Former President Donald Trump embraces Kari Lake at a campaign rally in October 2022. (Photo by Mario Tama/Getty Images)

Happy Monday! We trust after a restful weekend that you, like Mitch McConnell, are “in good shape, completely recovered and back on the job.”

Up to Speed

  • After three unsuccessful ballots on the House floor, House Republicans voted Friday to withdraw Rep. Jim Jordan as their speaker nominee, with only 86 lawmakers supporting his continued candidacy on a conference secret ballot. After the vote, Jordan told reporters that it was time for Republicans to unite around a candidate: “Let’s figure out who that individual is, get behind him, and get to work for the American people.”
  • The White House is urging Israel to delay its forthcoming ground invasion of Gaza to negotiate the release of hostages still being held there. Hamas released two American citizens, a mother and daughter, on Friday; 212 others are still being held.
  • Sen. Tim Scott said Sunday that he opposed Biden’s proposed $100 billion legislative package that would allot new funding to Ukraine, Israel, Taiwan, and the southern border, telling ABC’s This Week that “we need to have a single focus on bringing Congress together behind the support for Israel.”
  • Liz Cheney is not ruling out a 2024 presidential bid. Wyoming’s former congresswoman, ousted in a Republican primary last year over her opposition to former President Donald Trump, told CNN’s Jake Tapper “no I’m not” when he asked if she was “ruling out” jumping into the race. Regardless of her own political plans, Cheney said she planned to spend the next year “helping to elect sane people” of both parties.  
  • On a new episode of the Dispatch Podcast, Steve and Sarah interview McKay Coppins, the author of the forthcoming biography, Romney: A Reckoning. The conversation touches on how Coppins received extraordinary access to the Utah senator and 2012 Republican presidential nominee. Give it a listen.

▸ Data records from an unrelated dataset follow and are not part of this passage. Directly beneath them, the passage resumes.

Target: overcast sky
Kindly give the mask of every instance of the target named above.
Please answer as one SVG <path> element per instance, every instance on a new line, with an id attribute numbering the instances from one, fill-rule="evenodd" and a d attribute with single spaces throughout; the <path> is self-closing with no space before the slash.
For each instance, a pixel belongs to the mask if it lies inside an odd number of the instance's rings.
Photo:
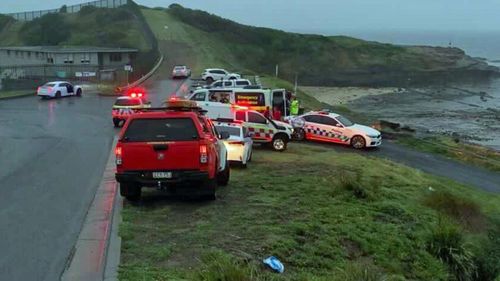
<path id="1" fill-rule="evenodd" d="M 82 0 L 0 0 L 0 12 L 57 8 Z M 138 0 L 179 3 L 241 23 L 325 34 L 360 30 L 500 30 L 499 0 Z"/>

An Interview With Stephen Richer, Maricopa County Recorder

We haven’t talked too much in this newsletter about the right’s ongoing “election integrity” fervor, which by definition becomes a bigger deal after votes have been cast. But despite the stop-the-steal movement’s continued abysmal record in court—two of its major players just last week pleaded guilty to felony conspiracy related to their 2020 efforts in Georgia—the issue isn’t going away. Its two biggest Republican proponents, former president Donald Trump and failed Arizona gubernatorial candidate and current Senate candidate Kari Lake, look like Republican standard-bearers going into the 2024 election season. 

So we thought it’d be useful to catch up with one of Arizona’s most important election officials: Maricopa County Recorder Stephen Richer. 

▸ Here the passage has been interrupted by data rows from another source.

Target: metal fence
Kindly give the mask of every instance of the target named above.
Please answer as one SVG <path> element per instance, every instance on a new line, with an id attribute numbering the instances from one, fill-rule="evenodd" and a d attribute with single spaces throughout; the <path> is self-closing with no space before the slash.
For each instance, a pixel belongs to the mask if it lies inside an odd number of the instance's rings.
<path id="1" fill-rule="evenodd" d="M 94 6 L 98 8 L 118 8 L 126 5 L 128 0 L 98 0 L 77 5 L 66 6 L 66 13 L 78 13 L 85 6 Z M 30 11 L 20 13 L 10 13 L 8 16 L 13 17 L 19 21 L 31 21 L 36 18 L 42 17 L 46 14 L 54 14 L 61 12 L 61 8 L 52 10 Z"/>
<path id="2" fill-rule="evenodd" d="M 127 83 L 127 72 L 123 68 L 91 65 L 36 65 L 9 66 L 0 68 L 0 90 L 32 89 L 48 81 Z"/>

The county recorder isn’t too important in most places, but the fast-growing Maricopa is an exception. Eighty-nine percent of Arizonans voted by mail in 2020, and it’s the recorder’s job both to get them registered and to process those mail-in ballots. Over the last two years, Richer has become notable for another reason: He’s made himself one of the country’s most outspoken Republican defenders of elections—earning the ire of the likes of Trump and Lake along the way. Richer even sued Lake for defamation earlier this year, alleging her election falsehoods had resulted in “constant harassment, intimidation, and threats to my and my family’s lives.”